Morgan, Maria A., et al. “Adjustment Disorders: A Research Gaps Analysis.” Psychological Services, 2021, https://doi.org/10.1037/ser0000517.

It’s now time to research not the etiology of adjustment disorder, but the treatments for AD including workshops, counseling, and expanding to digital devices for possible solutions.

What I discovered in my research is that I need a qualified partner or partners to help me in developing this project. There are too many inadequately studied predictors, stressors, and cultural reactions to certain stressors to assess and single out adjustment disorder with depressed mood from other forms of stress related mental health disorders. In addition, there is still a lack of studies differentiating adjustment disorder symptoms from normal reactions to stressors.

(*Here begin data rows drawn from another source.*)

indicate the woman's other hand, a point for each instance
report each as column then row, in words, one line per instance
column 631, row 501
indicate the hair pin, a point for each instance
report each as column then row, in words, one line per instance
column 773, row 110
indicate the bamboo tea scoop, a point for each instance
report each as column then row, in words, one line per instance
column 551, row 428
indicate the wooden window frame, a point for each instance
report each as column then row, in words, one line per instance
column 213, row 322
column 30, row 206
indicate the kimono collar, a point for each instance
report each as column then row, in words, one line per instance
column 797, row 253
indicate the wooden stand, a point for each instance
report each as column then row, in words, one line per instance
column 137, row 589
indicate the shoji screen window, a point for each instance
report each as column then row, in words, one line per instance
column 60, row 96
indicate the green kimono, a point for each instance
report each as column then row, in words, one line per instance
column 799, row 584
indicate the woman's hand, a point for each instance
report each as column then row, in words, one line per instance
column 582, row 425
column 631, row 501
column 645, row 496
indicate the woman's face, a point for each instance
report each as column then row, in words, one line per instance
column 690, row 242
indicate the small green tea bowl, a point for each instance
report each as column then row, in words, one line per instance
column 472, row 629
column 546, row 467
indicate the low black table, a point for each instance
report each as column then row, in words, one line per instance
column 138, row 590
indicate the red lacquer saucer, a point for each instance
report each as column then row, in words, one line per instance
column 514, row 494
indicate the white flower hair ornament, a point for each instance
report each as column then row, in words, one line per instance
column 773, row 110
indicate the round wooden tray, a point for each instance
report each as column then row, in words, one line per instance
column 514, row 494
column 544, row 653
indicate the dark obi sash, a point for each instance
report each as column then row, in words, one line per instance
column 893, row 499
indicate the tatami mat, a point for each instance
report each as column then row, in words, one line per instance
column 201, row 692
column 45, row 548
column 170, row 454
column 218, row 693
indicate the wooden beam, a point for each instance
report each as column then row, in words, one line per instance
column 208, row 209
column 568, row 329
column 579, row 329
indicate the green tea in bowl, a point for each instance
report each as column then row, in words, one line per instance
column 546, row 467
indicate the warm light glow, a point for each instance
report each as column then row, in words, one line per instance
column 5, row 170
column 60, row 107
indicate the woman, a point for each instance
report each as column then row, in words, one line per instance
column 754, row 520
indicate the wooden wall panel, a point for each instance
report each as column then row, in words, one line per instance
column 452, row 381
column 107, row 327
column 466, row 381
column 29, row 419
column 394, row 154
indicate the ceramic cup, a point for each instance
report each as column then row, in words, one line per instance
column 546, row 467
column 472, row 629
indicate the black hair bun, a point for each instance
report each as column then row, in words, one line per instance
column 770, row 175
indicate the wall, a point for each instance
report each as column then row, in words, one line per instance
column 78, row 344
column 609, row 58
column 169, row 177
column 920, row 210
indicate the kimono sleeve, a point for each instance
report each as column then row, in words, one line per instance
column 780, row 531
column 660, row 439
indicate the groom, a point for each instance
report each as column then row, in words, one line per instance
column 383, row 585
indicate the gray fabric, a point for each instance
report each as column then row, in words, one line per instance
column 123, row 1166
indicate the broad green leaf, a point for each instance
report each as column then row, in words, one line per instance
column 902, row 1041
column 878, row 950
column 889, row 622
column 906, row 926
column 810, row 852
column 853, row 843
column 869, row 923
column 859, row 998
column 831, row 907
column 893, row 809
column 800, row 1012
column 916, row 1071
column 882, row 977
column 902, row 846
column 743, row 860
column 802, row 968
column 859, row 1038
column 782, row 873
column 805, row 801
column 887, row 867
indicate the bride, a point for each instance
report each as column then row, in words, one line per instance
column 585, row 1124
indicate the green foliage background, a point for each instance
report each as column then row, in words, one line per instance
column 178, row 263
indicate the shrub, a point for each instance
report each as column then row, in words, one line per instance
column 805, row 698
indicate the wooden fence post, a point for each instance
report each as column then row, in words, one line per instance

  • When is it appropriate to define an individual as having AD?
  • When is intervention necessary?
  • What are the non-psychopharmacology methods?
  • What methods are being used now for treatment?
  • Which treatment methods have had most success?
  • How has wearables helped in treatments?
  • How has digital Apps helped in both treatment and discernment of categories for mood disorders?
  • Who are the players in this arena?

In order to narrow down the demographics for my argument, I still need to do more research. I know my focus group will be in  North America and adults (18 – 65?)… class?, sex?, race?, urban? rural?, level of education?, mobile user?, previously diagnosed mental disorders or not?…

What I do realise is that I would like to use an accessable device, machine learning, interactive UI, touch, movement, audio and visual stimuli.